Naquela ocasião, a mortalidade do rebanho foi menor: cerca de 8%. Os preços de todas as proteínas dispararam – o frango chegou a subir quase 50% – e voltaram ao normal dois anos depois.
Já os comprados apostam que a coisa agora é mais séria e pode levar a mudanças estruturais no mercado, notadamente um acesso mais perene dos grandes frigoríficos à China.
O Morgan Stanley, por exemplo, estima um aumento de 10% a 20% no EBITDA da JBS em 2019 e 2020 por conta do aumento de preços e outros 3% a 4% no longo prazo por conta de aumento de volumes.

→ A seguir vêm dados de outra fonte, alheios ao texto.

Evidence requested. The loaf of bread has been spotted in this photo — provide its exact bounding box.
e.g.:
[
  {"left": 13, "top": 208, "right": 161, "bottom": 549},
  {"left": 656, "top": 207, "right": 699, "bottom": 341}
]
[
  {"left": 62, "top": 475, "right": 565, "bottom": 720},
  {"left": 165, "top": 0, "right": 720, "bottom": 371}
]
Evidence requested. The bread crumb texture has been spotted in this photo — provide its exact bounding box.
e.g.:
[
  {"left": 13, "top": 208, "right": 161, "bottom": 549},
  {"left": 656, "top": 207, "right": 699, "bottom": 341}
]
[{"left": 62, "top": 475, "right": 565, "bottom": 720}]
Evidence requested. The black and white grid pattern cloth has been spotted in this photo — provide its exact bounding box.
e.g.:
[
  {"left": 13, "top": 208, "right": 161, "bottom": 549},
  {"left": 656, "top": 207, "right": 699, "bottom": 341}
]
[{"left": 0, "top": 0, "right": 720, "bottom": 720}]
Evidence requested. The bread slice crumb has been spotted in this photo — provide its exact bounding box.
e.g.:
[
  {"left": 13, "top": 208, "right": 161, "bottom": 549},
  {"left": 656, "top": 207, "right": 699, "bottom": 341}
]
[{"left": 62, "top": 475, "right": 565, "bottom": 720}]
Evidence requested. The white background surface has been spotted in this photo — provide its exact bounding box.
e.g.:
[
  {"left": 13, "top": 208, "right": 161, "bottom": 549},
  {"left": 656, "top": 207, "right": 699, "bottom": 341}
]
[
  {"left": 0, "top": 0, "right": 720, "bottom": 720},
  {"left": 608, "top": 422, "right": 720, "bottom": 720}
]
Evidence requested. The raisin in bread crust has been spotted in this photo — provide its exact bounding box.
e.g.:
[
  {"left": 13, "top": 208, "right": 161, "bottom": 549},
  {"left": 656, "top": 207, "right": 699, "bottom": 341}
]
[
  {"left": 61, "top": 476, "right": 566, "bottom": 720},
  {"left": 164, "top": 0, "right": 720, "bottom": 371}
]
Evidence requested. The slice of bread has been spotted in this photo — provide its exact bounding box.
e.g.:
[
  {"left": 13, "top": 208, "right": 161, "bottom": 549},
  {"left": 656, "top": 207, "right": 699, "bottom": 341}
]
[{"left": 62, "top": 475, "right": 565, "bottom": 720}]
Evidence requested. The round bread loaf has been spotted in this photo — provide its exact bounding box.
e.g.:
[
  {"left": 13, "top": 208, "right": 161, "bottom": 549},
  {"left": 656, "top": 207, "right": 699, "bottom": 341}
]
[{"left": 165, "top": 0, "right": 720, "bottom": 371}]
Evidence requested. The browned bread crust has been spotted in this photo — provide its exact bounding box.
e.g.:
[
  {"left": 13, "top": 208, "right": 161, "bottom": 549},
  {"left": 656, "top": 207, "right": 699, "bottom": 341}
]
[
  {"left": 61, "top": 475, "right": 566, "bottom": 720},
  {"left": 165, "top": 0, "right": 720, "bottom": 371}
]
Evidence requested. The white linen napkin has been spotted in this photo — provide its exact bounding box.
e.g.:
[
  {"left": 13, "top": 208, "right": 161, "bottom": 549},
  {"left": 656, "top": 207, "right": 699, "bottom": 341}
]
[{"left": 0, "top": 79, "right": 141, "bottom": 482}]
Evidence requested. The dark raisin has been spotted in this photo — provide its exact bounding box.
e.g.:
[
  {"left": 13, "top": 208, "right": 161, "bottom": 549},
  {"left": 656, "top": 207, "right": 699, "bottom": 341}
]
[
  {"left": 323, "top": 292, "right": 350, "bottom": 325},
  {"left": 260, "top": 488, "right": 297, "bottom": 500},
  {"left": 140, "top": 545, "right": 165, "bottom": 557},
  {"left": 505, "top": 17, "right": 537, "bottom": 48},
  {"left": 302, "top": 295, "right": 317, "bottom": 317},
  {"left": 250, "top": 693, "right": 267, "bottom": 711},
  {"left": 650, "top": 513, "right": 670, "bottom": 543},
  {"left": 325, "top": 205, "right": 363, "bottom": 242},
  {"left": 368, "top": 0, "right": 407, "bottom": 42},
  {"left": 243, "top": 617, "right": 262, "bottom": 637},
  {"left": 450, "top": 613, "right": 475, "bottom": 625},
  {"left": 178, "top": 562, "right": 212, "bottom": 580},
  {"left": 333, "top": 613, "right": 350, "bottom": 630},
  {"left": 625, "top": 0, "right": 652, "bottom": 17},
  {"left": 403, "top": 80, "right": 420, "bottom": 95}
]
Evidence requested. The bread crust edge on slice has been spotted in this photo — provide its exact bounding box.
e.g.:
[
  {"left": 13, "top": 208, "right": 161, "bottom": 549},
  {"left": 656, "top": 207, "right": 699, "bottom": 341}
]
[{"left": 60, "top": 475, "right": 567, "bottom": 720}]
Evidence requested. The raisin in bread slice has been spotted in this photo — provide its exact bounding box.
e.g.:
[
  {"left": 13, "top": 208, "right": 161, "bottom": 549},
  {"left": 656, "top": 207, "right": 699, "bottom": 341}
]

Com as novas premissas, o preço-alvo saltou 46%, para R$ 20,50; hoje, a ação negocia a R$ 19. No cenário mais otimista, com o macro ajudando no Brasil e nos Estados Unidos, o banco estima que o papel vale R$ 25.
É consenso que a JBS é uma das empresas mais bem posicionadas do mundo para se aproveitar da fraqueza da oferta chinesa.
A companhia produz todos os tipos de proteína, em quatro continentes, e está com a operação redonda, apesar da crise de governança nos últimos anos. Além disso, tem capacidade ociosa em frangos e suínos e poderia atender um aumento razoável da demanda sem investimentos adicionais.
Donald Trump também pode dar uma forcinha. Boa parte da produção de porcos da JBS vem dos Estados Unidos – e a carne de porco americana tem uma sobretaxa de 60% para entrar na China.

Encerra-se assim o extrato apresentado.